In collaboration with colleagues at the Peter MacCallum Cancer Centre in Melbourne, Professor Musgrove’s team also showed that the expression of these networks of genes could be used to divide women treated with tamoxifen into those with better or worse outcome.

“Importantly, this analysis suggested that two of the networks independently predicted outcome, meaning that they identified subsets of women who responded poorly, but did so for different reasons,” she explains. “We are now extending this work by using newly developed technology for experimentally screening large numbers of genes to find those oestrogen-regulated genes that are likely to be central drivers of cell cycle progression and cell survival.”

As many as three-quarters of women with breast cancer are potentially treatable with drugs such as tamoxifen and aromatase inhibitors. However, even though these drugs are effective and well-tolerated, not all women respond. Unfortunately, many women who do respond initially will also eventually relapse with a recurrence of their breast cancer.
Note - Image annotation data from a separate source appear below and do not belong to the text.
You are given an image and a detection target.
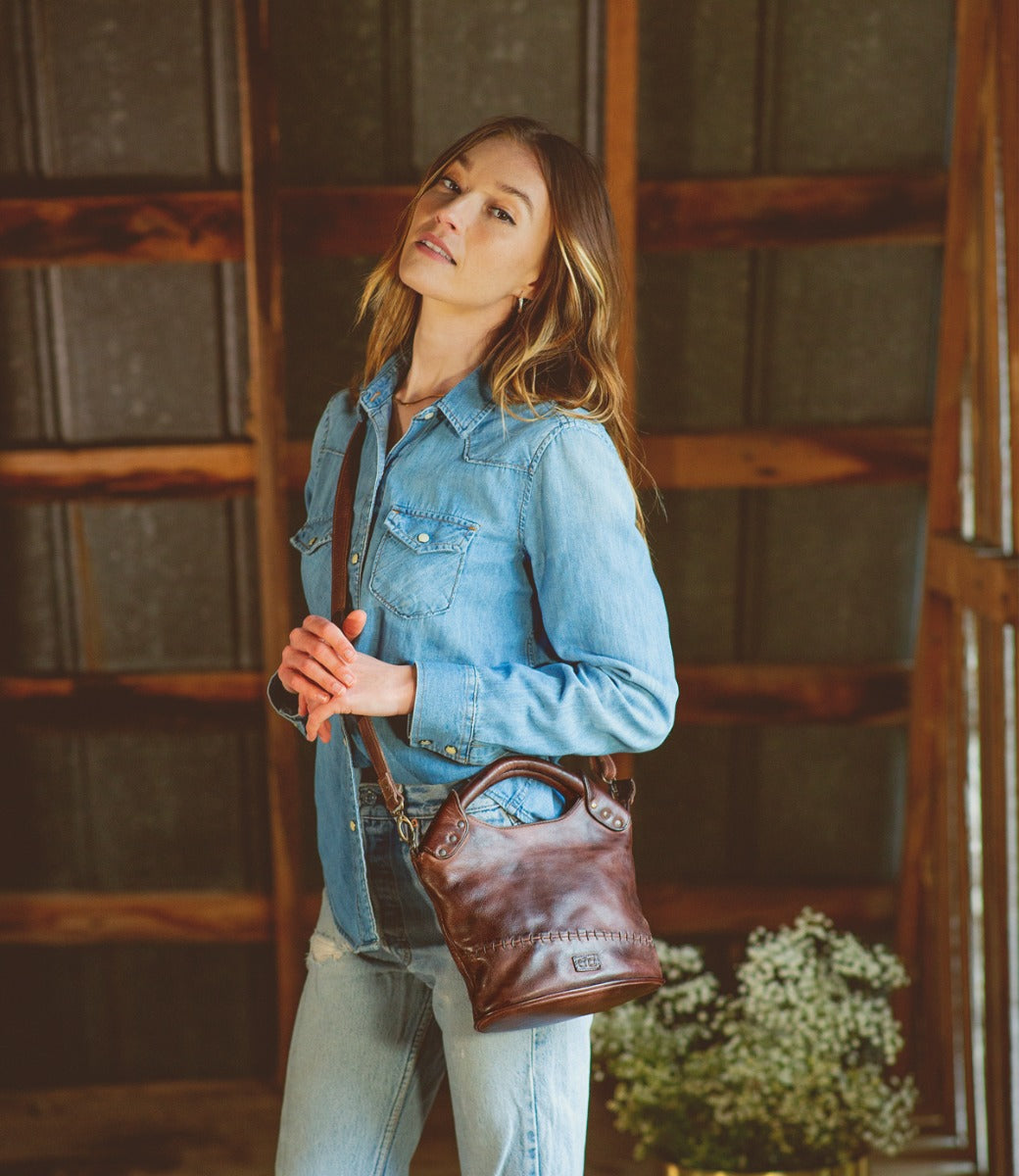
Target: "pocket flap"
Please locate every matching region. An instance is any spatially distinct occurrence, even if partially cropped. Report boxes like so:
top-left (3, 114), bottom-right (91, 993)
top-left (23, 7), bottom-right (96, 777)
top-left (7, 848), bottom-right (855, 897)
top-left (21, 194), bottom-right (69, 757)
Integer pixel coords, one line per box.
top-left (385, 507), bottom-right (477, 552)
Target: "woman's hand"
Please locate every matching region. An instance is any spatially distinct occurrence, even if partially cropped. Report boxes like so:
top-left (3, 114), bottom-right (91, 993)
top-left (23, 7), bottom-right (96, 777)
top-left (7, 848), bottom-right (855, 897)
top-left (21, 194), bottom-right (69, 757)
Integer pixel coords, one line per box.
top-left (305, 654), bottom-right (417, 743)
top-left (276, 610), bottom-right (416, 743)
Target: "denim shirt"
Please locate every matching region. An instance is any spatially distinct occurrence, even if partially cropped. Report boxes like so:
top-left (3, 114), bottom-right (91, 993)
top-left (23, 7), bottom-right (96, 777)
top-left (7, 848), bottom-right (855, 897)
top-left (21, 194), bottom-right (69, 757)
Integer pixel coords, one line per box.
top-left (269, 358), bottom-right (677, 948)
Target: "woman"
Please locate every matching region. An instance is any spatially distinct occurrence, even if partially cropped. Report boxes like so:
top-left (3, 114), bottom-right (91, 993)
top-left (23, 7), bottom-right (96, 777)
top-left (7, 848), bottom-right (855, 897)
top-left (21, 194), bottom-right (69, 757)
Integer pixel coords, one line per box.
top-left (270, 119), bottom-right (676, 1176)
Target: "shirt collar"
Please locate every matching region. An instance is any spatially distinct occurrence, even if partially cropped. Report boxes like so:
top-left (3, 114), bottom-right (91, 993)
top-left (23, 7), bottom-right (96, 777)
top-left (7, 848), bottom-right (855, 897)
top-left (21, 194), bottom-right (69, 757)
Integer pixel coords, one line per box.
top-left (359, 354), bottom-right (494, 436)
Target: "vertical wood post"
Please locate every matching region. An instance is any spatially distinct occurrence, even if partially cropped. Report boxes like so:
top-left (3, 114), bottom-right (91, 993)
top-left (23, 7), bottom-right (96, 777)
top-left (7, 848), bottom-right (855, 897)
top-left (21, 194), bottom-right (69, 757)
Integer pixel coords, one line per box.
top-left (605, 0), bottom-right (640, 416)
top-left (236, 0), bottom-right (302, 1076)
top-left (897, 0), bottom-right (990, 1130)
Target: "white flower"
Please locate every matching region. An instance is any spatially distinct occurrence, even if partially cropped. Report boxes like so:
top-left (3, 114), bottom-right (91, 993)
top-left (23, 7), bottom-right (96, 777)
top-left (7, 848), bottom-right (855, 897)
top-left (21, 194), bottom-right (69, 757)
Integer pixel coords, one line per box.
top-left (593, 909), bottom-right (917, 1170)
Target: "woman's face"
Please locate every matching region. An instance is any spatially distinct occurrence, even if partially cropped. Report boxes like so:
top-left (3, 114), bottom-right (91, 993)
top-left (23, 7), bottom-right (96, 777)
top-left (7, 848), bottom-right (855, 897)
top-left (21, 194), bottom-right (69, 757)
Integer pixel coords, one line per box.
top-left (400, 139), bottom-right (552, 318)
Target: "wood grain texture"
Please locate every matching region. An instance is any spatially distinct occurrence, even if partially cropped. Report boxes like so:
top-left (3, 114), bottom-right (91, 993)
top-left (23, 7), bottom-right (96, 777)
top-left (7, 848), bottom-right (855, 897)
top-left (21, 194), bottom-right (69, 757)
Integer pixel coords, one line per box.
top-left (0, 172), bottom-right (947, 268)
top-left (640, 883), bottom-right (895, 936)
top-left (676, 663), bottom-right (909, 725)
top-left (0, 892), bottom-right (272, 946)
top-left (603, 0), bottom-right (640, 417)
top-left (0, 670), bottom-right (266, 707)
top-left (638, 172), bottom-right (947, 253)
top-left (926, 535), bottom-right (1019, 624)
top-left (0, 192), bottom-right (245, 267)
top-left (642, 425), bottom-right (930, 489)
top-left (0, 441), bottom-right (254, 499)
top-left (235, 0), bottom-right (306, 1076)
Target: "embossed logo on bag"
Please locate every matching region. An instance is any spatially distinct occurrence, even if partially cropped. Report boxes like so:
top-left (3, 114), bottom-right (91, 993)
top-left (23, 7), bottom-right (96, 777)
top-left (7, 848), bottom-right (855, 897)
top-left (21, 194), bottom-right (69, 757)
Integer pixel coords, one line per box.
top-left (573, 952), bottom-right (602, 971)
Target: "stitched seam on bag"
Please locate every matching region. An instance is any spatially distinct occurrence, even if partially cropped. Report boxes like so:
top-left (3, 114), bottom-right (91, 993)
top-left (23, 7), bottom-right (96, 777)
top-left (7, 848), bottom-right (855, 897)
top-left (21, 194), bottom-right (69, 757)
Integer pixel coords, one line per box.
top-left (460, 929), bottom-right (655, 956)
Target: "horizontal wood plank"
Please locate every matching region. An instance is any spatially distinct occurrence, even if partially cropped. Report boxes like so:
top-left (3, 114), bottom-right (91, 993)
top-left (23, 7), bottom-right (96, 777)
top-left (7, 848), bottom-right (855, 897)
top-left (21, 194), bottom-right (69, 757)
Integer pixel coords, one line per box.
top-left (0, 882), bottom-right (894, 946)
top-left (926, 535), bottom-right (1019, 625)
top-left (641, 425), bottom-right (930, 490)
top-left (0, 441), bottom-right (254, 498)
top-left (0, 663), bottom-right (909, 725)
top-left (0, 192), bottom-right (245, 269)
top-left (676, 663), bottom-right (911, 725)
top-left (638, 884), bottom-right (895, 939)
top-left (0, 892), bottom-right (271, 945)
top-left (0, 425), bottom-right (930, 499)
top-left (0, 172), bottom-right (945, 267)
top-left (640, 172), bottom-right (947, 253)
top-left (0, 670), bottom-right (265, 706)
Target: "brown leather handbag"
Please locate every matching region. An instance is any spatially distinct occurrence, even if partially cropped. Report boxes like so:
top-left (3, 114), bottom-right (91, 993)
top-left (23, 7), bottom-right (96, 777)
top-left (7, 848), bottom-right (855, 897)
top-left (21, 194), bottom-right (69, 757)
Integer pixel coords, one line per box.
top-left (332, 422), bottom-right (661, 1030)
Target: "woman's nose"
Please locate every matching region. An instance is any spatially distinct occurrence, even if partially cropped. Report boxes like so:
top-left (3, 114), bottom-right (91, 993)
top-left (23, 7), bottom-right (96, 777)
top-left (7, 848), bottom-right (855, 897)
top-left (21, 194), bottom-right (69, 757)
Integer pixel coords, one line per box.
top-left (437, 193), bottom-right (467, 231)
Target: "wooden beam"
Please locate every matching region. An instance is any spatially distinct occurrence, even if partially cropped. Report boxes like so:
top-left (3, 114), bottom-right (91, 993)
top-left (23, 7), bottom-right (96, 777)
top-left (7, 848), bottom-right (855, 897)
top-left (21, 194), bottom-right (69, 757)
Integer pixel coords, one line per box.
top-left (0, 883), bottom-right (892, 946)
top-left (0, 425), bottom-right (930, 499)
top-left (638, 884), bottom-right (895, 939)
top-left (281, 184), bottom-right (417, 258)
top-left (0, 192), bottom-right (243, 269)
top-left (926, 535), bottom-right (1019, 624)
top-left (640, 172), bottom-right (947, 253)
top-left (676, 663), bottom-right (909, 725)
top-left (0, 670), bottom-right (266, 706)
top-left (642, 425), bottom-right (930, 489)
top-left (235, 0), bottom-right (306, 1078)
top-left (0, 890), bottom-right (272, 945)
top-left (0, 172), bottom-right (946, 269)
top-left (0, 441), bottom-right (254, 498)
top-left (603, 0), bottom-right (641, 409)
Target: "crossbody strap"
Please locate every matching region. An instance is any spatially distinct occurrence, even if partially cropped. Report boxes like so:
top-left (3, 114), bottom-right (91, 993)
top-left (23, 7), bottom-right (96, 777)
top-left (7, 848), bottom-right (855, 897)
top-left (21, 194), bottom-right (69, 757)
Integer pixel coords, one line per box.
top-left (330, 419), bottom-right (417, 846)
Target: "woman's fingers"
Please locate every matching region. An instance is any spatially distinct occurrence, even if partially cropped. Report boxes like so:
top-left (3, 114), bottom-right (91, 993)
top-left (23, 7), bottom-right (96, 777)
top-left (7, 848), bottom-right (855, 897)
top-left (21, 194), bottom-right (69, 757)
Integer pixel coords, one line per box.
top-left (305, 698), bottom-right (349, 743)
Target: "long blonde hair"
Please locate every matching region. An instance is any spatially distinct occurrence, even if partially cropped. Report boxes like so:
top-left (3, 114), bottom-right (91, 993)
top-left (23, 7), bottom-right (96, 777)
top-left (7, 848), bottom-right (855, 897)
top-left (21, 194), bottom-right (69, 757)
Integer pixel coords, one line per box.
top-left (355, 118), bottom-right (643, 525)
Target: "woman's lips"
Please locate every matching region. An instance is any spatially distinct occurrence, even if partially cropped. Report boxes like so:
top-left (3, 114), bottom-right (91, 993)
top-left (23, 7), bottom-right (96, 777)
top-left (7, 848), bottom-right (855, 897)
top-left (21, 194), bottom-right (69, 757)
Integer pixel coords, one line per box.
top-left (413, 233), bottom-right (456, 266)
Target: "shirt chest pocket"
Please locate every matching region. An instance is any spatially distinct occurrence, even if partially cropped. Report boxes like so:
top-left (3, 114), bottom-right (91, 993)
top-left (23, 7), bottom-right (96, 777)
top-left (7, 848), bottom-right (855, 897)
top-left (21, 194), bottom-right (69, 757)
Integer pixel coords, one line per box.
top-left (367, 507), bottom-right (477, 616)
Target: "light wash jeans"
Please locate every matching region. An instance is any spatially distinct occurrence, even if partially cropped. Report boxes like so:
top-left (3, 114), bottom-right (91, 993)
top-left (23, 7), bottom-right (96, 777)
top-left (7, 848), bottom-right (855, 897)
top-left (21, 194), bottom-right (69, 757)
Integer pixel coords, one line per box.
top-left (276, 784), bottom-right (590, 1176)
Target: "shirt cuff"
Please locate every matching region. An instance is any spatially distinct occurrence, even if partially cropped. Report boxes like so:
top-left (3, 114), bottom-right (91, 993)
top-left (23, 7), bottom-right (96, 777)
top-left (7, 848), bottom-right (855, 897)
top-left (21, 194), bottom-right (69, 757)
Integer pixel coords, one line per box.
top-left (409, 662), bottom-right (478, 763)
top-left (266, 674), bottom-right (307, 735)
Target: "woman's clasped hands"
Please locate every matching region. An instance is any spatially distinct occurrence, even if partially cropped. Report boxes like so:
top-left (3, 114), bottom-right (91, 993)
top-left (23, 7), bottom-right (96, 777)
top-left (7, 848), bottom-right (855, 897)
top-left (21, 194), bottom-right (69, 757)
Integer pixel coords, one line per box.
top-left (276, 608), bottom-right (416, 743)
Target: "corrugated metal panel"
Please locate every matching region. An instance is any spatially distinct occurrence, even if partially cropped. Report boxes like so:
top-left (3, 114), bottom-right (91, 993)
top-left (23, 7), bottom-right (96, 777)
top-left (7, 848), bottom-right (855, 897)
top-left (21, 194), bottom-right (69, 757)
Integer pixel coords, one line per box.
top-left (641, 0), bottom-right (953, 178)
top-left (411, 0), bottom-right (588, 172)
top-left (638, 246), bottom-right (941, 433)
top-left (640, 0), bottom-right (761, 180)
top-left (0, 707), bottom-right (270, 890)
top-left (0, 499), bottom-right (259, 674)
top-left (0, 946), bottom-right (275, 1088)
top-left (635, 724), bottom-right (906, 884)
top-left (747, 484), bottom-right (925, 662)
top-left (0, 0), bottom-right (240, 178)
top-left (637, 251), bottom-right (752, 433)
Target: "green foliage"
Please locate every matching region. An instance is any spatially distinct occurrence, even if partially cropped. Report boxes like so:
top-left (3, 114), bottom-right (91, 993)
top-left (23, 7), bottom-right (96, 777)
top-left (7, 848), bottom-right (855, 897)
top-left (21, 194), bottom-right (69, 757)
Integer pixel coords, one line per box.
top-left (593, 907), bottom-right (917, 1171)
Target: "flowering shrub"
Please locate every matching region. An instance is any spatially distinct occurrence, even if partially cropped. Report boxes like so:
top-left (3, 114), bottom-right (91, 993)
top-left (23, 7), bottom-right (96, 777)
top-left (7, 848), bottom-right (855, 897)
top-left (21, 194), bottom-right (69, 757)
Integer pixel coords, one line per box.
top-left (593, 907), bottom-right (917, 1171)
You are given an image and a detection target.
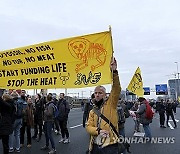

This is a fact that drives the research into early detection and prognosis.

“Identifying women who may benefit from early treatment with additional chemotherapy is a pressing clinical need,” says Liz. “An equally large challenge is to identify new therapeutic targets and develop novel therapies for treating breast cancer that is resistant to the currently-available therapies, which we are beginning to address using functional genetic screens.”

Now our vision of being able to conduct multidisciplinary cancer research at the highest international standards and have it translated into real benefit for cancer patients may be a reality rather than fiction.
- Professor Rob Sutherland

Professor Musgrove’s team are now working on loss-of-function genetic screens in collaboration with Dr Kaylene Simpson at the Victorian Centre for Functional Genomics (VCFG) based at the Peter MacCallum Cancer Centre in Melbourne and gain-of-function screens in collaboration with Professor Tom Gonda and his team at the ARVEC facility based at the Diamantina Institute, University of Queensland, in Brisbane.

The breakthroughs in understanding the genes of breast cancer have also enabled Professor Sutherland’s team at the Garvan Institute to translate their research into findings for other cancers. “In recent years the experience in the breast cancer area facilitated new programs in prostate, pancreatic, ovarian and other cancers where we have employed contemporary gene discovery tools in genomics, including next generation sequencing through the involvement of Professor Andrew Biankin, another Cancer Institute NSW Fellow, in the ICGC pancreatic cancer project, and gene expression analysis to identify new biomarkers of diagnosis, disease progression, disease outcome and therapeutic responsiveness,” he says.

With these exciting discoveries that have been recognised on the world stage, Professor Sutherland is optimistic about the future of cancer research in NSW.

“Until the advent of the Cancer Institute NSW, NSW had been the ‘poor relative’ in cancer research in Australia with many impediments, not the least of which were funding and infrastructure, to conducting world-class cancer research,” says Professor Sutherland. “But, now our vision of being able to conduct multidisciplinary cancer research at the highest international standards and have it translated into real benefit for cancer patients may be a reality rather than fiction.” The recent funding of The Kinghorn Cancer Centre, a joint Garvan Institute and St Vincent’s Hospital venture with a focus on translational research, integration of research and cancer treatment, and personalised medicine, will further facilitate these goals.

Professor Musgrove agrees, but stresses that for this to happen, researchers shouldn’t be afraid to think outside the square. “To capitalise on this opportunity we need to embrace diversity in experimental models and approaches, in the aspects of cancer research that we study and in the career paths of the people we support,” she says.